Since the lock down there have been various musicians doing online live concerts. The two that have stood out so far have been a duo concert by [vocalist] Cécile Mclorin Salvant and [pianist] Sullivan Fortner—simply amazing chemistry between them. Also the wonderful pianist Kevin Hays has given two sublime concerts. I would checkout their Facebook pages for future concerts. A singer-songwriter friend, Jake Sherman, has released a brand new album that I'm listening too right now; lovely music with nice harmonies. My good friend Lage Lund has been putting up amazing video montages of his homeschooling topics along with his wonderful, original guitar music. While revisiting some Ellis Marsalis (who unfortunately just passed away from the virus), I have rediscovered one of my early influences on upright: Reginald Veal. He’s a really swinging, soulful player who was prominent with all the Marsalis’s in the 1990s. I’m also inspired by all the passion and pro-activity of artists in self isolation, its truly amazing.
What bass gear have you been playing and trying out?
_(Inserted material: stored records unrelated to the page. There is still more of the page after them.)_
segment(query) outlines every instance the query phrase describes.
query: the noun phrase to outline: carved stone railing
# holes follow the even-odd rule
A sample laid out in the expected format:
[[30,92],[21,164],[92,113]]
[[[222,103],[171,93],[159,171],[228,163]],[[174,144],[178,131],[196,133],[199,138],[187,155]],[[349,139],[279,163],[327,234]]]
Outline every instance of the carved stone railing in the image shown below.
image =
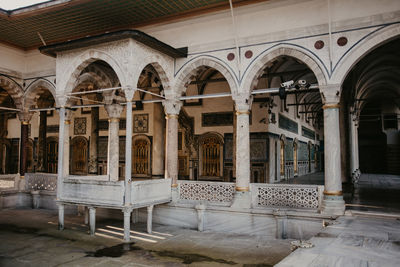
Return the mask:
[[235,193],[235,183],[178,181],[179,200],[230,204]]
[[16,174],[2,174],[0,175],[0,190],[12,189],[15,187]]
[[56,191],[57,174],[55,173],[25,173],[26,190]]
[[324,186],[251,184],[253,207],[320,210]]

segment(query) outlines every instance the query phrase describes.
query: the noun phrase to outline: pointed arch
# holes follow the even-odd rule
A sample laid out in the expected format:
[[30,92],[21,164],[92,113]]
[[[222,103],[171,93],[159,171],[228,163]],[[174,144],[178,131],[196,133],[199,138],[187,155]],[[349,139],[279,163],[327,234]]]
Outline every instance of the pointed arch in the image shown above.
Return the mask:
[[24,99],[25,99],[25,107],[30,108],[36,98],[44,91],[47,90],[50,92],[50,94],[53,96],[54,101],[56,102],[57,105],[57,98],[56,98],[56,88],[53,83],[51,83],[49,80],[40,78],[35,80],[33,83],[31,83],[28,88],[25,91],[24,94]]
[[196,75],[198,69],[201,67],[210,67],[218,70],[228,82],[231,94],[236,95],[238,93],[238,85],[236,79],[234,78],[234,74],[227,66],[213,58],[199,56],[186,62],[176,74],[174,84],[174,89],[176,92],[174,93],[177,96],[180,96],[186,90],[189,80],[191,77]]
[[108,55],[103,51],[90,49],[82,53],[80,56],[78,56],[73,61],[73,63],[67,67],[67,71],[65,74],[58,73],[57,71],[58,78],[60,78],[59,76],[67,77],[67,79],[64,80],[63,82],[57,83],[57,91],[60,93],[63,92],[64,94],[71,93],[72,90],[74,89],[75,82],[81,75],[82,71],[87,66],[89,66],[90,63],[93,63],[98,60],[104,61],[108,65],[110,65],[110,67],[116,73],[119,83],[121,84],[122,87],[128,85],[126,77],[123,72],[123,68],[112,56]]
[[327,83],[327,75],[326,72],[323,71],[322,63],[318,63],[314,55],[311,55],[311,53],[306,50],[300,50],[297,46],[278,44],[258,55],[246,68],[242,80],[242,90],[250,94],[257,86],[258,79],[263,74],[267,64],[280,56],[289,56],[300,60],[312,70],[319,85],[325,85]]
[[6,90],[6,92],[11,96],[15,106],[22,110],[24,90],[21,85],[7,76],[0,75],[0,87]]
[[331,81],[343,84],[353,67],[375,48],[400,37],[400,24],[383,26],[354,44],[336,64]]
I love my Moollon J Classic 4 string, which I got in January. I also recently had a new fingerboard put on my German upright and it feels and sounds beautiful, thanks to luthier Zach Lane here in Brooklyn.
What non-music activities books, shows, movies or workout recommendations do you have?
I recommend staying away from most of the news and opinions—everyone has an opinion! I've been watching a lot of comedy, especially of the British variety: Stath Lets Flats, The Office, and Peep Show. I recommend the 7-minute workout app which is thorough and obviously very brief. A friend of mine gave me the book, “The Mysticism of Sound and Music,” by Inayat Khan, which I am enjoying and learning to understand the world and music from a more eastern perspective.
What projects do you have coming up when the world gets going again?
I was very lucky to record a new album in January, and hopefully I’ll be releasing it this summer on Whirlwind Records. It features Will Vinson, Philip Dizack, Sean Wayland, Kush Abadey, and Nate Wood. I was absolutely thrilled how my music turned out, and I'm currently working on mixing it remotely with John Davis at The Bunker Studio in Brooklyn. I also have plans to write a second bass book involving more advanced rhythmic concepts.
What advice can you offer fellow bassists for staying positive and keeping morale high?
Stay away from too much news. Embrace all this wonderful output from your fellow artists. Reconnect with people from your childhood and speak more regularly with friends and family. Give yourself a chance to be inspired. Now the the world has stopped and everyone has more of your attention, write and release your own music, if you can. Watch some comedy, and don't dwell onunhelpful information and people who fetishize complaining.